During the interim, he plans to visit "every square inch" of his district to meet as many people as he can.  He is also working on legislative goals, if he is elected to serve another session.

When asked about his popularity in District 13, Ybarra was surprised but attributes it to his work in education.

"Most people are most passionate about their kids and I'm working on education," said Ybarra. "I touch their lives just because I'm working on legislation that's going to affect not only them but also affect their kids and the future of those kids."

Ybarra hopes to propose legislation that would clean up language regarding county auditors, after a lawsuit regarding a Moses Lake School District bond delayed the projects funded by the bond. Cleaning up the language with regard to elections would make sure "there are no if, ands, or buts," about what the auditor is supposed to be doing during election times, said Ybarra.

When Ybarra is not in Olympia, he works for the Grant County PUD. He has worked on various conservation and carbon emissions projects for the PUD over the last 15 years.

When Gov. Jay Inslee came out with his 100-percent clean proposal, it wasn't something Ybarra said he would call a true statement. It's something that isn't possible with current technologies, he said.

He is supportive of pieces of the governor's clean energy plan, but considers District 13 to already be a leader in renewable energy with dams, wind, and solar power.

"I think for where we live, we've got plenty of renewable energy," said Ybarra.

Washington is "one of the cleanest states in the nation" when it comes to renewable energy, according to Ybarra.

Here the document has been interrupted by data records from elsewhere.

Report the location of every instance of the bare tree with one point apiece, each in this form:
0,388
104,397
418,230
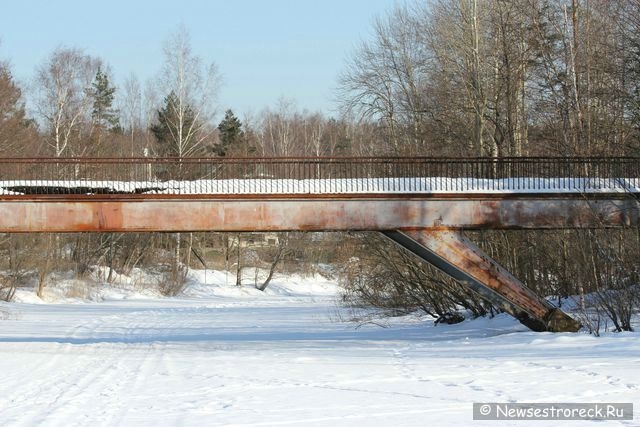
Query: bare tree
61,99
191,88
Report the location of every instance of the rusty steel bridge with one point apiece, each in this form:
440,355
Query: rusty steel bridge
421,203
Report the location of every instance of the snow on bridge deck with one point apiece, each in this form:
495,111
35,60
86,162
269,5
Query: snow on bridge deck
390,186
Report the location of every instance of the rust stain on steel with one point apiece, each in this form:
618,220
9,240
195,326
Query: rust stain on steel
310,214
467,257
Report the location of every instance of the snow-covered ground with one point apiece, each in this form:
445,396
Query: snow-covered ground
220,355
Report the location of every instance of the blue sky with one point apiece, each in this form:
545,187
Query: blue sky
265,50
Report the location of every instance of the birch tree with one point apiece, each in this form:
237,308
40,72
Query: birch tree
61,98
190,89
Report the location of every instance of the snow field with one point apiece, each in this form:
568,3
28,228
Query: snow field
221,355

He called the governor's plan "too much of a good thing."

His perspective on the legislature and legislators has changed since he became a part of it.

"I think that everybody here is trying to do what's best for their constituents and the state of Washington but everybody has different ideas of what that is," he said.

This is not something he believed before coming to Olympia, but learning more about the intricacies of how democracy works, Ybarra says, he better understands the need for compromise.